What is the best AI for investment bankers in 2026?
Claude is the most capable tool for drafting deal memos, management presentations, and complex written analysis where quality and accuracy matter. Gamma is the right tool for building pitch deck structures and slide-format presentations quickly from a content outline. Perplexity covers fast, cited research on company backgrounds, industry context, and recent transaction comparables. Harvey AI is worth evaluating for larger banks and advisory firms that need professional-grade document analysis with enterprise data contracts.
Can AI tools help with comparable company analysis?

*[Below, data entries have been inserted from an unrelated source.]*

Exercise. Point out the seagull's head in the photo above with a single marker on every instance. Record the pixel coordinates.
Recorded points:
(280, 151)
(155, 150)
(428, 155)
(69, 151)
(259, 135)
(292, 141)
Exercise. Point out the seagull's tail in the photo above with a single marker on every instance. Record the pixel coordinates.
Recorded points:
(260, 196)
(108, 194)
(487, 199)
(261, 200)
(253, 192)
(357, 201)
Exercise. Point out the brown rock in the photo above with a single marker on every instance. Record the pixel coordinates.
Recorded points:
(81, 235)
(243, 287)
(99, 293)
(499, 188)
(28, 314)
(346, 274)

For the framing and narrative parts, yes. AI tools can help you structure the comps analysis, write the methodology section, and draft the narrative that explains why certain companies were included or excluded. For the actual financial data, you still need a Bloomberg terminal, CapIQ, or equivalent. AI tools don't replace financial databases; they help with the writing and analysis layer on top of the data you pull from those sources.
Is AI useful for pitch deck preparation?
Significantly so, particularly for the structure and content drafting. Gamma builds slide structures quickly from an outline or brief description. Claude handles the written content for individual slides, the company overview narrative, the strategic rationale section, and the risk factors. The combination of Gamma for structure and Claude for content drafts reduces the time from initial mandate to first pitch draft meaningfully. Final quality and factual accuracy still require senior review.
What about AI tools and confidentiality in investment banking?
This is the most important question for bankers evaluating AI tools. Consumer AI tools are not appropriate for any material non-public information (MNPI), deal-specific client information, or confidential transaction details. For AI use that touches actual deal materials, you need enterprise data processing agreements that address MNPI handling, data residency, and confidentiality. Many banks have firm policies on approved AI tools; check your firm's policy before using any external AI tool on a live deal.